The researchers tested sixteen popular brands of IoT connected devices just to make sure that their conclusions were right.
‘Using these devices in our lab, we were able to play loud music through a baby monitor, turn off a thermostat and turn on a camera remotely, much to the concern of our researchers who themselves use these products,’ study lead Dr Yossi Oren said.
‘It is truly frightening how easily a criminal, voyeur or paedophile can take over these devices.’
The team discovered that similar products under different brands often share the same common default passwords.
Consumers and businesses rarely change these passwords when purchased and they could be infected with malicious code for years without them realising.
A June 2017 Which? study in the UK tested whether popular smart gadgets and appliances, including wireless cameras, a smart padlock and a children’s Bluetooth toy, could stand up to a possible hack.
The survey of 15 devices found that eight were vulnerable to hacking via the internet, Wi-Fi or Bluetooth connections.
Among them were some of the biggest brands being sold in Australia.
Which? said ethical hackers broke into the CloudPets toy and made it play its own voice messages.
They said any stranger could use the method to speak to children from outside.
Australian Police have told SmartHouse that they are concerned by the findings.

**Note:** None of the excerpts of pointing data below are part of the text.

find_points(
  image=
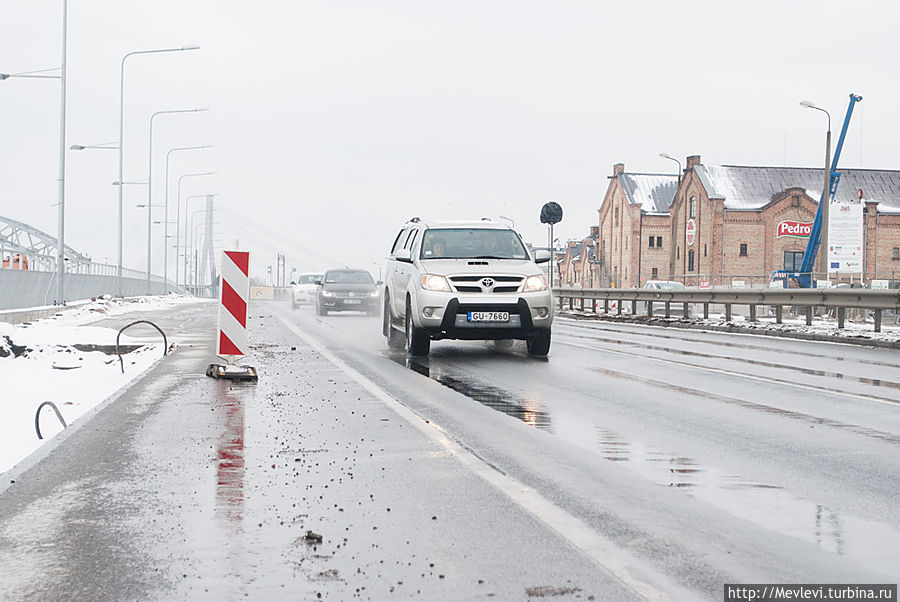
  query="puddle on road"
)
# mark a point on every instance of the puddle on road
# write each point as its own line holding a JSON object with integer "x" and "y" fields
{"x": 230, "y": 458}
{"x": 771, "y": 507}
{"x": 527, "y": 411}
{"x": 719, "y": 343}
{"x": 782, "y": 366}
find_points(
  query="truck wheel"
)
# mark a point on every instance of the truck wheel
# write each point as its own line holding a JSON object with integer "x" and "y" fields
{"x": 417, "y": 341}
{"x": 395, "y": 338}
{"x": 538, "y": 344}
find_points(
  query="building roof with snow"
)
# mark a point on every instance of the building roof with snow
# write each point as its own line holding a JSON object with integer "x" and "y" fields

Researchers have been able to logon to entire Wi-fi networks simply by retrieving the password stored in a device to gain network access.
‘It only took 30 minutes to find passwords for most of the devices and some of them were found only through a Google search of the brand,’ study co-author Omer Shwartz said.
Manufacturers of so-called IoT products – which include physical devices, vehicles, home appliances and other items that connect and exchange data – rarely protect them from simple cyber-attacks, researchers said.
Mr Shwartz added: ‘Once hackers can access an IoT device, like a camera, they can create an entire network of these camera models controlled remotely.’
‘We hope our findings will hold manufacturers more accountable and help alert both manufacturers and consumers to the dangers inherent in the widespread use of unsecured IoT devices,’ Yael Mathov, another researcher on the project, said.